Sono cascami della “post verità”: non cerco informazioni che possano mettermi in difficoltà, ma voglio solo essere confermato in quello che sostanzialmente so già. Non cerco la verità, perché l’ho già scelta, devo solo collezionare le conferme.
Mi ha colpito stamattina il post di una persona (credo un reporter indipendente) che sta mandando messaggi su diversi social dai luoghi di guerra dell’Ucraina. Sono messaggi in controtendenza e disegnano un conflitto dove i soldati ucraini sono azoviani e i civili vittime prima di tutto della milizia ucraina.
È una fonte che – come storico – prendo con le dovute pinze: le fonti riportate sono anonime, non si sa bene chi e quante siano, in mezzo ci sono storie non confermate di fonti indirette.

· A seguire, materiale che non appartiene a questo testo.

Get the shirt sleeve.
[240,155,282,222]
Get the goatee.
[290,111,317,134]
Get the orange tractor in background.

Diciamo che è una narrazione filorussa, utile, che è bene conoscere, ma che va vagliata confrontandola con altre per avere un quadro più ampio possibile.
Ecco, mi ha colpito nei commenti uno che diceva qualcosa del tipo “ah finalmente qualcuno che ci dice quello che i telegiornali non hanno il coraggio di dire, finalmente qualcuno che ci dice le cose come stanno”.
In realtà il commento poteva essere scritto meglio: “ah finalmente qualcuno che scrive la verità che ho già scelto”. L’idea che questa persona, che è sul posto e racconta quello che vede, sia comunque una fonte al pari di tante altre che arrivano, non c’è.
L’idea che una persona che è sul posto dica la verità, è un’aspetto molto ingenuo, storicamente parlando. c’è questo libro, per me molto importante, che ho già citato mille volte, “Verba manent” di Contini e Martini, che insegna come fare raccolta di fonti orali.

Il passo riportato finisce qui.